Posted on 13/03/11 in Blog
I read an article recently that said that a parent should spend fifteen minutes a day with each child on an individual basis. According to the report, you should put the time aside and spend it doing only what the child wants to do. This, apparently, increases the child’s sense of belonging and self-worth. So, I have four children – that makes an hour a day. How hard can that be?
Hmmm. This type of report is always thought provoking and makes me examine how well I step up to the mark. I fear I fall far short.
It’s not that I don’t see my children. I am always here when they are. But rather than spending time together, we all sort of orbit each other like a bunch of slightly erratic satellites. I am generally in the kitchen sorting post or cooking or ironing something. They beetle in and out to request food or help with homework or to recount some interesting tale.
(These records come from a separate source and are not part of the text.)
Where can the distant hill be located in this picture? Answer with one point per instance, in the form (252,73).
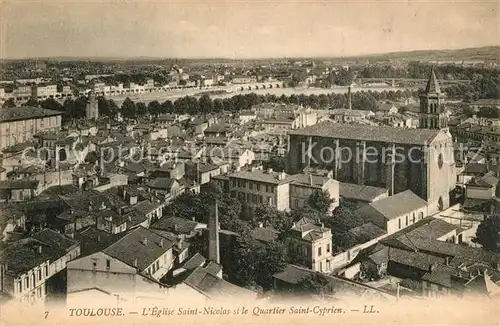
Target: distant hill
(488,53)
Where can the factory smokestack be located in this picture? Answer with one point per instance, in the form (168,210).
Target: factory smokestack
(349,100)
(213,229)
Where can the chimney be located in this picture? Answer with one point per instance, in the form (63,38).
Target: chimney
(213,243)
(349,101)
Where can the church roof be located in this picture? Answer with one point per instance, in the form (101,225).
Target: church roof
(432,84)
(369,133)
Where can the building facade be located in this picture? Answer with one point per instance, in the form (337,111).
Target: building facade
(19,126)
(397,159)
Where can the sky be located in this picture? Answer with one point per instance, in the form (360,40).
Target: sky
(241,29)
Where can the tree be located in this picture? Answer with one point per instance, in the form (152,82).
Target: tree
(154,108)
(269,260)
(69,109)
(80,106)
(31,102)
(320,200)
(271,216)
(113,108)
(314,284)
(51,104)
(342,220)
(128,109)
(9,103)
(141,108)
(167,107)
(344,77)
(103,106)
(206,104)
(488,233)
(277,163)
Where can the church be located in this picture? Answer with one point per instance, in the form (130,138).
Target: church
(398,159)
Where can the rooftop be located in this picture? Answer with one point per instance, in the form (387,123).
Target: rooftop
(369,133)
(395,206)
(360,192)
(176,224)
(141,244)
(25,112)
(263,176)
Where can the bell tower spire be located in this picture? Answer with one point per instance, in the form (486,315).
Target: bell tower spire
(432,110)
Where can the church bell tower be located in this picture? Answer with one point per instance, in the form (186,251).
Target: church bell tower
(92,108)
(432,110)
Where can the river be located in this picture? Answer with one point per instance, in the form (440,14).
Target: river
(177,93)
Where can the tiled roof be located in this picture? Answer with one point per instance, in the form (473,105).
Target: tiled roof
(161,183)
(176,224)
(55,239)
(369,133)
(368,230)
(311,180)
(212,286)
(261,176)
(93,240)
(132,246)
(395,206)
(432,83)
(23,256)
(264,234)
(292,274)
(194,262)
(19,184)
(360,192)
(145,207)
(25,112)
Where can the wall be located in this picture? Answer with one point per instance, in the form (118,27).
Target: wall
(283,197)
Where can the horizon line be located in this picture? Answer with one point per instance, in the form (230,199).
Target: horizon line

But time actually spent on a one to one basis?
It was worse when they were smaller and needed my help with getting down the pens or doing a jigsaw or setting up the lego. A little voice would pipe up with a request for assistance and time and again I would hear myself say – “I’ll be there in a minute” or “Just let me…..” I did try to get there when I’d finished whatever vital task I was working on but they had often lost interest in the project by then and wandered off to pastures new.
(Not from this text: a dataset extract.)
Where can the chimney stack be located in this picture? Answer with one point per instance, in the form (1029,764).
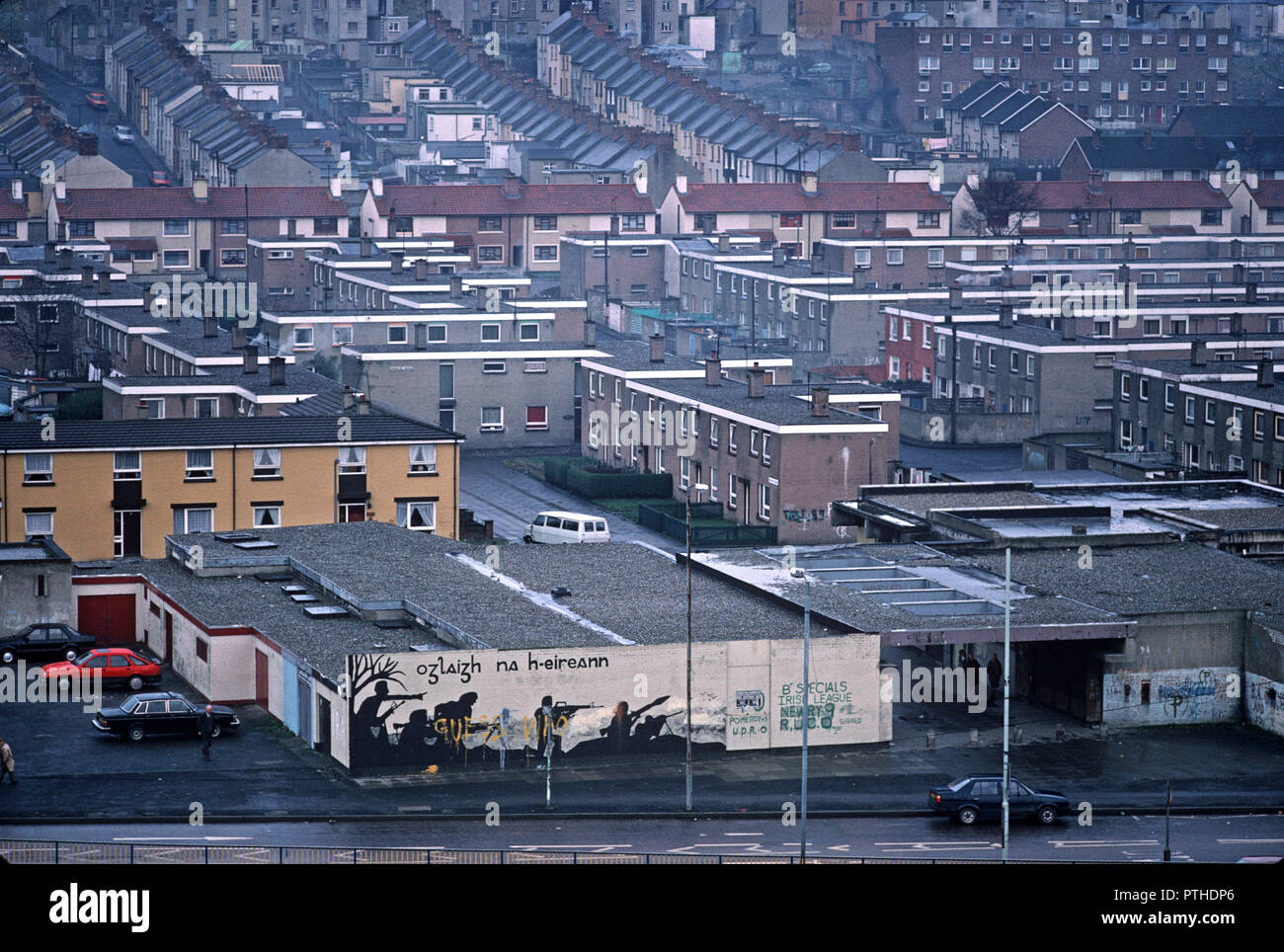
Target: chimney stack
(713,369)
(820,402)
Now they are older and more independent they generally don’t even bother to ask for help, just mentioning their intended action casually as they flit through the kitchen. That makes it even worse. Whole days go by when all I do is housework around them. Good job the report writers didn’t visit my house.
It’s not that I don’t spend any time with them on a one to one basis. I try to make sure that the lines of communication are kept well and truly open with my teenagers and will seize any opportunity to gently pry into their worlds over a cup of tea or perched on the end of their bed. I read with the little ones individually each day and talk to them about their day on the way home from school, listening to their tales in turn. And one advantage of having lots of children is that there is always someone to play with and the dynamics change the whole time.
But 15 minutes when they pick the activity? Nope. It simply doesn’t happen. And the children seem to be OK with that. They know that I’m here if they need me and they have each other. Is that enough? I think so. I hope so.